After Tom Pendergast was sent to prison in 1939 because of income tax evasion, the Pendergast machine was in shambles. In an oral history interview that is available on the Truman Library’s website at https://www.trumanlibrary.org/oralhist/burrusr2.htm, Rufus Burrus, an Independence attorney, remembered that “it fell” to Jim Pendergast to take over the remnants of his uncle’s organization, which was called the Jackson Democratic Club.
Truman and Jim Pendergast maintained a friendly correspondence during Truman’s presidency. There were exchanges of birthday greetings and occasional requests from Pendergast concerning job appointments and matters such as the return of a soldier from Korea so he could visit his dying father.

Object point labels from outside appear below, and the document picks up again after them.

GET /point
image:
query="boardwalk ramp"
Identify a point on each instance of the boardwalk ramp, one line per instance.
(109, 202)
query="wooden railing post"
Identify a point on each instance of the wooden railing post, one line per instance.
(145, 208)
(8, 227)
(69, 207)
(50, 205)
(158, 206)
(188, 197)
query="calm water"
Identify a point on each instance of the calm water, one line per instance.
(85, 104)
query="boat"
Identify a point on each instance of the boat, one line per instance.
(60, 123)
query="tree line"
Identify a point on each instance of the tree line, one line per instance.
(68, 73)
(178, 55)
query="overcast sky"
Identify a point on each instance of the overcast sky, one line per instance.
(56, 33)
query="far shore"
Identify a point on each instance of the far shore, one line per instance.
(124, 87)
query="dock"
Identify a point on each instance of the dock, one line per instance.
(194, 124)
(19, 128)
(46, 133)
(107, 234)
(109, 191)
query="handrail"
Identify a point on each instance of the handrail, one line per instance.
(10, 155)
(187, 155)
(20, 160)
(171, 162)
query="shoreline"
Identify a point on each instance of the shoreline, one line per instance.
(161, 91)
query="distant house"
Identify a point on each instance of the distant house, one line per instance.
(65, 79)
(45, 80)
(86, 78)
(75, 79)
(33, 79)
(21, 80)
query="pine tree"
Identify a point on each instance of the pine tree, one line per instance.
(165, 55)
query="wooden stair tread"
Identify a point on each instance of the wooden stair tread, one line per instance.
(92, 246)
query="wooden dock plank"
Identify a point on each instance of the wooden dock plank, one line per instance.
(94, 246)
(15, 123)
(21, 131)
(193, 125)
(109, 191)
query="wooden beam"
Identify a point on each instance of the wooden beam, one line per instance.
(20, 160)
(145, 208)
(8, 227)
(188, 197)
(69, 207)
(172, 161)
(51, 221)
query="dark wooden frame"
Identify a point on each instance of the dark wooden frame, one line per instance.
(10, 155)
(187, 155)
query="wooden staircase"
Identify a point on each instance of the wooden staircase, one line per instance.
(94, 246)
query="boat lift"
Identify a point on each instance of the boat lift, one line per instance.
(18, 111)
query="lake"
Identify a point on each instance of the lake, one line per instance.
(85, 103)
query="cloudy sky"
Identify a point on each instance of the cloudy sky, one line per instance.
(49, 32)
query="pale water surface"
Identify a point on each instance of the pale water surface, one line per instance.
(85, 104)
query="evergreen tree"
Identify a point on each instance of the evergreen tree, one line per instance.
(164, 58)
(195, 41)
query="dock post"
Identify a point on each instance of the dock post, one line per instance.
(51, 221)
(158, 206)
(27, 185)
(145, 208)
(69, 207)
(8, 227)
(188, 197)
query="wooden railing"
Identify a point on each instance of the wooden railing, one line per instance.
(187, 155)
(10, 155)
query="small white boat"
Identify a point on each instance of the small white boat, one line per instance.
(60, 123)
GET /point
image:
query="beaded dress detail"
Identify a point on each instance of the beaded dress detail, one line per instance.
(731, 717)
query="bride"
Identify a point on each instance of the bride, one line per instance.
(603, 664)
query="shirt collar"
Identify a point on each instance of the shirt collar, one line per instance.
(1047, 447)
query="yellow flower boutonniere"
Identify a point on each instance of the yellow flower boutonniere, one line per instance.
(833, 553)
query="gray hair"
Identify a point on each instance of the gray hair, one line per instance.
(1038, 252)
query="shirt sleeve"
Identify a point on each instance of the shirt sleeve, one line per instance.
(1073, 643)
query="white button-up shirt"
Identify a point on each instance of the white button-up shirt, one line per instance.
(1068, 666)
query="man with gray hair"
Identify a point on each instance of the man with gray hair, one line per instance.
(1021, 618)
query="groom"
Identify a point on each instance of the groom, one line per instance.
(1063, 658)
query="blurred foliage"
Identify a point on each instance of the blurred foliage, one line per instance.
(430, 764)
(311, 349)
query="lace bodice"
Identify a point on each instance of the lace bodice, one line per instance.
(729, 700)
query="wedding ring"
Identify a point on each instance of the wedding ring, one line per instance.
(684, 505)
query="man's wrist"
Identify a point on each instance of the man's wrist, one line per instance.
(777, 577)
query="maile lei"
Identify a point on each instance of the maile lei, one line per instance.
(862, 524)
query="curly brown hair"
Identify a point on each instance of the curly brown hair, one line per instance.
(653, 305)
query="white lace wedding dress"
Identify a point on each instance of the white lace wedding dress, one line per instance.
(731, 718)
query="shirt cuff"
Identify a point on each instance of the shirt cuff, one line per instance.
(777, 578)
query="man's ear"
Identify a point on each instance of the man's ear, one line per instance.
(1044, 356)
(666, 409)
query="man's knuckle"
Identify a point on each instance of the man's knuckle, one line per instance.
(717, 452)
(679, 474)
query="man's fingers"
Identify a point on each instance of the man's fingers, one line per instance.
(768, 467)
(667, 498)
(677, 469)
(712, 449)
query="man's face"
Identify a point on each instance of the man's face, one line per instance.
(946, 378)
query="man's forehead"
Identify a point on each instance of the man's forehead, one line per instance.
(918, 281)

In one case, it was President Truman who made a request of Jim Pendergast. In May 1946, the president sent a letter to him complaining that U.S. Congressman Roger Slaughter, a fellow Democrat from Truman’s home district in Missouri, had become “insufferable” to his administration and “obnoxious” to him because of his actions on the House Rules Committee. Truman, therefore, demanded his ouster in the Democratic primary.
To satisfy Truman, Pendergast put forward Enos Axtell to challenge Slaughter. Axtell won the primary in an election marred by ballot box stuffing in Axtell’s favor, which resulted in the indictments of 71 people. Those indictments were tossed out, however, when the evidence – the stuffed ballots themselves – were stolen from the Jackson County Courthouse. In the end, Axtell was defeated by a Republican in the general election of 1946.
In 1956, Jim Pendergast made a televised address in Kansas City. Truman introduced Pendergast, who talked about the subject of “Pendergastism,” a word he said no longer had meaning. He also brought up the subject of his late Uncle Tom and called for an end to partisanship in local politics. Ironically, two years later, Harry and Jim’s political disputes with each other damaged – but did not end – their friendship.
– Sam Rushay is the supervisory archivist of the Harry S. Truman Library and Museum in Independence.